WE all thought that the globally embarrassing Program of International Student Assessment (PISA) and Trends in International Mathematics and Science Study evaluations on the math, science, and reading and comprehension skills of our 10- and 15-year-olds, plus the World Bank's findings on our learning poverty level, would be the last of the international indictments of our mediocre educational system. The thinking was that this trifecta of bad news was enough, especially for a nation that was once a leading light in Asia's educational sphere. We fervently hoped that after this trifecta, no further indictment, no follow-through report, would come.
Then came another downer. PISA — the same one that reported that our 15-year-olds have been consistently among the global laggards in math, science and reading skills — has conducted another global test, this time on the creative thinking skills of our 15-year-olds. The results, which covered 64 countries, were beyond depressing.
Our 15-year-old junior high school students had a mean score of 14.2, so low that we were lumped in the bottom 4 with Albania, Uzbekistan and Morocco. No East or Southeast Asian country was on the list of dead-enders. Expectedly, our Southeast Asian peer Singapore scored the highest with a mean score of 41, beating the wealthiest Western economies. Imagine we are with Albania, which barely survived as a nation under the 40-year Stalinist rule of Enver Hoxha.
On the day the newspapers carried the story of that new epic fail on the part of the country's educational system, Vice President Sara Duterte, whose educational priorities had not been geared to encourage creative thinking among the young, resigned as secretary of the Department of Education. It was a collective relief to Filipinos who believed that education should be about Mao Xedong's "Let a hundred flowers bloom," plus imparting to children the value of creative thinking instead of Duterte's limited agenda. The vice president — and this was the consensus of education experts — was ill-suited for the education portfolio in the context of a world ruled by the knowledge economy. She is a national leader who viewed the complex, multidimensional and deeply rooted problems of our bankrupt educational system through her Davao City lens.
You probably want to ask this question: Is public education — if upgraded from its current state of utter mediocrity — adequate and capable enough to produce the best and the brightest for the knowledge economy? Yes, and that is true universally. The living proof of this is the man who founded the company that is now the world's biggest in terms of market capitalization: Nvidia's Jensen Huang.
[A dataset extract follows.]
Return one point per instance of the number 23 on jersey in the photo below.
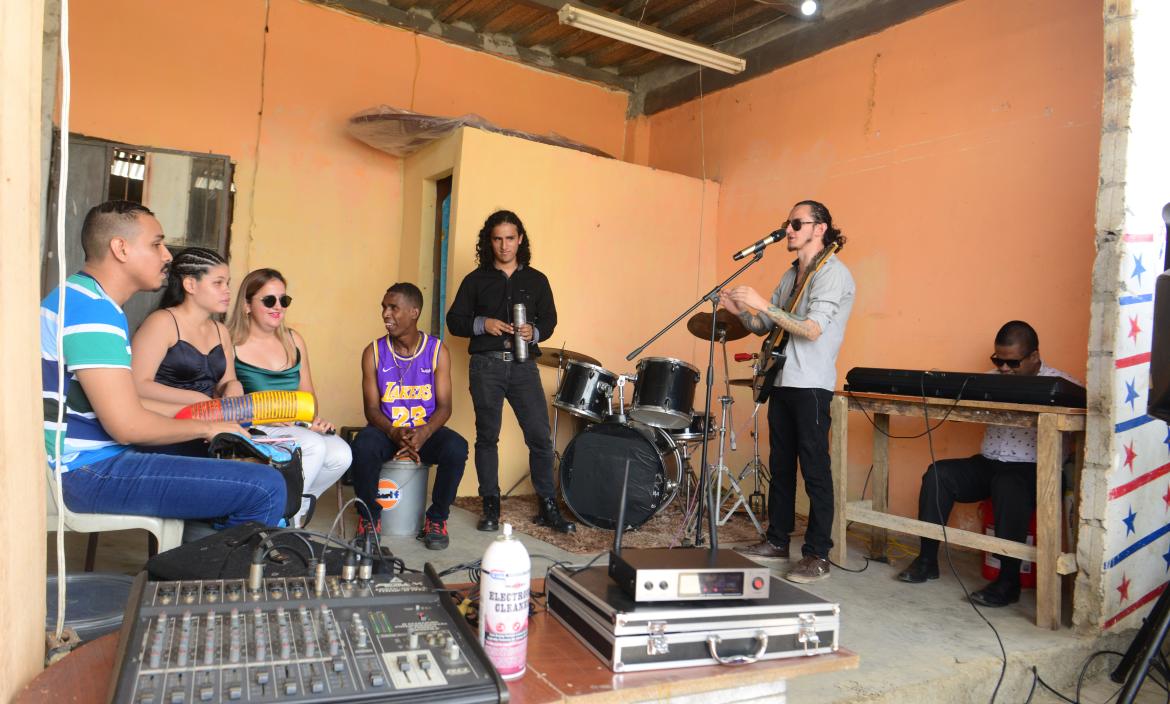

A recent story in the New York Times had this brief, catchy lead: "Move over Microsoft and Apple. The stock market has a new king." That new "king" — the world's biggest public company with a market capitalization of $3.34 trillion — is Nvidia.
Huang trained in electrical engineering not in the usual universities attended by the tech pioneers and the current tech lords — the Massachusetts Institute of Technology, Stanford, Harvard and the like — but in the comparatively lesser-known Oregon State University. Huang's obscure public school drilled into him the importance of thinking out of the box, thinking creatively and always being ahead of the curve. Thus, Nvidia, the California-based chipmaking company he founded when Intel ruled the industry, veered away from that market leader's core businesses. Nvidia ventured into making specialized chips, the graphics processing units (GPUs) used by gamers, the path not taken. It was a profitable company but out of the radar of major stockpickers.
That is, until artificial intelligence (AI) arrived, upending how technology works. AI required specialized chips, the GPUs that form the core business of Nvidia. And no company rode the wave and surge of the AI boom better than Nvidia, which now supplies 80 percent of the specialized chips powering AI.
The AI boom ushered in a new chapter in the story of the United States stock market. Nvidia has not just toppled Microsoft and Apple from their traditional roles as market leaders. Nvidia, thanks to Jensen Huang's foresight and creative thinking, engineered the fastest rise in the history of American bourses.
The exit of Duterte from President Ferdinand Marcos Jr.'s Cabinet may have nothing to do with the fresh body blows to our mediocre educational system, but the timing is providential. The Marcos administration is now free to appoint a new education secretary with two attributes: the brightest educational theoretician in the country and the best and most pragmatic implementor of brilliant educational policies.
The next education secretary should be given this marching order: train our own version of Jensen Huang and many more like him. Transform our mediocre, globally embarrassing educational system into the spawning ground of the most creative minds for the knowledge economy.
Reform and upgrade everything from the ground up, from elementary to tertiary education. Our radically transformed educational system may not only produce the Filipino version of Jensen Huang but also two women who have been in the news recently: Claudia Sheinbaum, Mexico's new president who was once part of a climate panel that won a Nobel Prize, and Marlene Engelhorn, the Austrian heir of the BASF fortune, who is teaching the world some great lessons on nobility and selflessness.